I’ve gotten to the point in my journey where I am now able to focus on things that I’ve been neglecting or wanting to improve, but never took the leap. I had mentioned in a previous post that I wanted to improve my health habits and this included the daunting task of cutting back my coffee consumption.
My challenge to myself began by reducing my exorborant consumption from 5-6 large cups down to 1-2 medium cups per day.
The first few days of May went so well, I had easily reduced my consumption right down to one cup of coffee rather than two. I felt so good that I decided to try to go an entire day without coffee. Which I was able to achieve. With this new found confidence in my will power, I made the decision to up my challenge and cut out coffee completely for the rest of the month.

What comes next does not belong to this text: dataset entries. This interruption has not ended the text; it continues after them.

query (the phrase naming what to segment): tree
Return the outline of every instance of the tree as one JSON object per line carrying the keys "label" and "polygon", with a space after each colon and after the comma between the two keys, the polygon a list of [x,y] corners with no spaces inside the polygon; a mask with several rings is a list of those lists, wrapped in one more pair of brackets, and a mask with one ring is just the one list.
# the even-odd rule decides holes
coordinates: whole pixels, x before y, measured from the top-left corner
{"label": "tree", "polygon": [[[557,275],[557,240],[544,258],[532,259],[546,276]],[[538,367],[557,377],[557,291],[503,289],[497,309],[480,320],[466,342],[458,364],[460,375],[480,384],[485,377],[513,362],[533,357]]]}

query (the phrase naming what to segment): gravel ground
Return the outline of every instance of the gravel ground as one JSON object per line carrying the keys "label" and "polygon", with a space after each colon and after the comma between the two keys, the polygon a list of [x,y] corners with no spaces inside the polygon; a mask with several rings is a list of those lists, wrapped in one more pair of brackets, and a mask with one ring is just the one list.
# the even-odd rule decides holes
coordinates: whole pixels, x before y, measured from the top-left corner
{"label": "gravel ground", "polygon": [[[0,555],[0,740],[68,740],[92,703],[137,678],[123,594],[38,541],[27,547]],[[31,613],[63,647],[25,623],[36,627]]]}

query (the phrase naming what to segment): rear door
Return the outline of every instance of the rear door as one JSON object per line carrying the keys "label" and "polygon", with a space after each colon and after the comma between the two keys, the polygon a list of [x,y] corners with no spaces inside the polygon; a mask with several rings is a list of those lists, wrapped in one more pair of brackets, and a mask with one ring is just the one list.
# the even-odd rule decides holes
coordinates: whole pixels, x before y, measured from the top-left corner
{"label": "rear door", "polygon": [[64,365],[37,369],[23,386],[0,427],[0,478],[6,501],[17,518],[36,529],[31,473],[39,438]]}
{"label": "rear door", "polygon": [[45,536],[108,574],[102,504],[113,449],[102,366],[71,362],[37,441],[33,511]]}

I’ve tried this before, but I’ve never been able to last longer than a week when I’ve put this challenge to myself in the past, but my new positive attitude was giving me the motivation I needed to believe I could succeed.
The first few days were a walk in the park. I didn’t crave coffee, and I didn’t experience any of the effects of caffeine withdrawal. However, yesterday I caught myself staring, not glancing, starting for an uncomfortable amount of time at a gentleman drinking a starbucks coffee. Although he never said anything, I’m sure he noticed my lingering eyes.
Even worse than just the craving, I starting suffering from a withdrawal headache yesterday. It was painful and I started bargaining with myself so I could allow one cup of sweet java. I didn’t break though. I fought against the urge, and the pain and eventually both subsided.
This is going to be a very tough month, but I will be incredibly proud of myself if I can do this.